Conversely, when MCPH1 acts alone as a transcription repressor, there were also differences between humans and rhesus macaques on the repressing effect of the down-stream genes (p73, CyclinE1 and p14
), implying that a homeostasis of gene expression regulation by MCPH1 is required during neurogenesis.
Although we observed functional divergence of MCPH1 due to its protein sequence changes during primate evolution and human origin, it should be stressed that we did not establish a direct link between the adaptive changes of MCPH1 and the ever-increasing brain size in primates. As shown in the MCPH1 knock-out mice analysis, the truncated MCPH1 not only caused a reduction in brain size, but also resulted in a reduction of testis size , suggesting that MCPH1 may also play a role during testis development.

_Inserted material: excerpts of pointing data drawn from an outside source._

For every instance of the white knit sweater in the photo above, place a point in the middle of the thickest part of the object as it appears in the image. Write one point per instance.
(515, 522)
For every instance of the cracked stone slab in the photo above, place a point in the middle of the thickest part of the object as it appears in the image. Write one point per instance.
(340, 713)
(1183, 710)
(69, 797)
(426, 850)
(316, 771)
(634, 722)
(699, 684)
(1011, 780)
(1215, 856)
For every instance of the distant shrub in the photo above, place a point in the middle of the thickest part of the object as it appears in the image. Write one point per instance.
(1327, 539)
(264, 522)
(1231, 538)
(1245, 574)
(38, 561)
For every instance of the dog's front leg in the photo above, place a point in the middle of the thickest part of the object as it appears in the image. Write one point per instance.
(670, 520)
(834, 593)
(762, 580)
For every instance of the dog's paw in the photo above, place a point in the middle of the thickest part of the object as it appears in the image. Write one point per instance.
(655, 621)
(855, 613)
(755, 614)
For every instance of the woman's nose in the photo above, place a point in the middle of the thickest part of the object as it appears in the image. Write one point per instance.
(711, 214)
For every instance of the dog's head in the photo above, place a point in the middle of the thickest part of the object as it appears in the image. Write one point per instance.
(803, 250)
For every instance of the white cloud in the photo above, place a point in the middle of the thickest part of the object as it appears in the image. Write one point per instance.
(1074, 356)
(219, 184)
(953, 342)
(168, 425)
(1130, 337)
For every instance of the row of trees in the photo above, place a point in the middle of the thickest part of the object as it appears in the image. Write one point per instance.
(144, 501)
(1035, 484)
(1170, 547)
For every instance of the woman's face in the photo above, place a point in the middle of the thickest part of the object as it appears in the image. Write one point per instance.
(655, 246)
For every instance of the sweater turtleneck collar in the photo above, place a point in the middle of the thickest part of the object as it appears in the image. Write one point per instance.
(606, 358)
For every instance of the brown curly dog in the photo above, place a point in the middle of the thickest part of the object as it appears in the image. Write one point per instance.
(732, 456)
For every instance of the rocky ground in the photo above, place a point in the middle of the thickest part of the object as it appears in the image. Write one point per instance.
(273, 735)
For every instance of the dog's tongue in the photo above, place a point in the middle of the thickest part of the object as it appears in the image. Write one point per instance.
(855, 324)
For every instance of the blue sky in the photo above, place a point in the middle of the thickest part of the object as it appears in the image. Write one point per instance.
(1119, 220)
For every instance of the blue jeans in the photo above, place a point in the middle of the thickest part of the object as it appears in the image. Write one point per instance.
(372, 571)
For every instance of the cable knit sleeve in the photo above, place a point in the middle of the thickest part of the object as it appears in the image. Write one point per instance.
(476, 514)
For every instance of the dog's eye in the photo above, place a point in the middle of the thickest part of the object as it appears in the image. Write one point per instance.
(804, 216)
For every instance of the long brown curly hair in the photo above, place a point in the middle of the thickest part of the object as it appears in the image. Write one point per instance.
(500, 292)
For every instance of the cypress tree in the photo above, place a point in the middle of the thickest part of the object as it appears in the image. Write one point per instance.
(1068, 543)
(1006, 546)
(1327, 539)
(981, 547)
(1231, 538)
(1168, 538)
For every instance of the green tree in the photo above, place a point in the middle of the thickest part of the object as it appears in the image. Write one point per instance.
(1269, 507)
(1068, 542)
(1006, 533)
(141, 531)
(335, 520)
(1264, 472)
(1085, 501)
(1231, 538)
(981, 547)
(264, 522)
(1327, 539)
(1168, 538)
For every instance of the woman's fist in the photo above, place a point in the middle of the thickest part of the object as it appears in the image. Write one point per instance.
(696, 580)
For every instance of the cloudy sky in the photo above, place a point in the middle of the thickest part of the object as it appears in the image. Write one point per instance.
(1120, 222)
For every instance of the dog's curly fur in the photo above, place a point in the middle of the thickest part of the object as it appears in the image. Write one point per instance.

Accordingly, we cannot rule out the possibility that the adaptive evolution of MCPH1 in primates may be caused by selection on other phenotypes, though the current evidences mostly favor enlargement of the brain.
Initially proposed by King and Wilson , the importance of cis-regulatory changes in human evolution has recently been tested and confirmed . However, our functional data of MCPH1 suggests that protein sequence changes may also have significant phenotypic effects. Hence, the evolution of an important trait like brain function may require genetic alterations at multiple regulatory levels.